Les deux autres choses obligatoires à faire, surtout si dans quelques temps tu veux te créer un autre compte, c'est de créer ton carnet de relations pour recenser tous les liens de ton personnage, ainsi que de créer ta chronologie des RP dans ta fiche de voyage.
Une fois ceci fait, tu as rempli toutes tes obligations, et on peut passer à la partie plus fun!

Les autres trucs cools


Bon maintenant que tu as créé ton personnage et que tu lui as créé des liens, peut-être que tu as une idée de personnage qui serait directement lié au tien? Alors dans ce cas tu peux créer un scénarii pour qu'un futur membre puisse le prendre. Et si tu ne veux pas créer tout un personnage rien que pour ce lien, tu peux aussi le proposer à la foire aux liens pour donner plus de libertés au nouveau membre pour créer son personnage.

Ce n'est pas obligatoire, mais tu peux également ouvrir ta voûte pour y recenser tous les objets que tu pourrais acquérir tout au long de tes périples. De même, si tu ne sais pas trop quoi RP, n'hésite pas à jeter un œil aux missions ou si tu ne sais pas avec qui RP à te lancer dans un RP mystère.
Pense également à créer un téléphone avec une boîte mail, pour que ton personnage puisse recevoir des messages d'autres personnages. C'est utile pour commencer un RP. De plus, si tu as envie de créer une vie sur Internet à ton personnage, comme via un facebook, twitter ou autre réseau social, n'hésite pas à faire un tour du côté des sites.

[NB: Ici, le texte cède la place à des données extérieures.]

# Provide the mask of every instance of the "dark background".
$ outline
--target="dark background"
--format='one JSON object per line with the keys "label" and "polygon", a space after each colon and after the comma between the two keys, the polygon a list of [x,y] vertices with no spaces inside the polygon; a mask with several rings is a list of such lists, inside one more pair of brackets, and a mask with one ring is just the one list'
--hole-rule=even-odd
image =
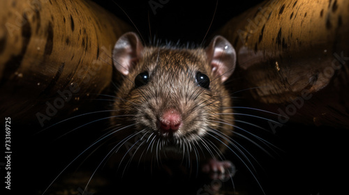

Si maintenant tu as une idée de lieux à créer ou de groupe sociétal ou indépendant à ajouter à notre univers, n'hésite pas à poster dans la demande de création de lieu & groupe. Cela permettra à l'univers de TGG de s'agrandir et s'étoffer avec ton aide! Et si tu as la moindre demande ou question ou suggestion à nous faire part, n'hésite pas à aller dans les zones liées plus tôt!

Enfin, si tu as envie de te détendre en dehors du RP avec nous, n'hésite pas à aller dans le flood ou les jeux. Et si pour te détendre il te faut un peu plus de RP, ou alors que tu veux mettre en scène ton personnage dans d'autres circonstances, n'hésite pas à faire un tour aux Lignes Croisées.

Et voilà, on a fait le tour! Cela fait probablement dix lignes que tu as décroché: mais on ne t'en veux pas! Joue bien et amuse-toi bien parmi nous!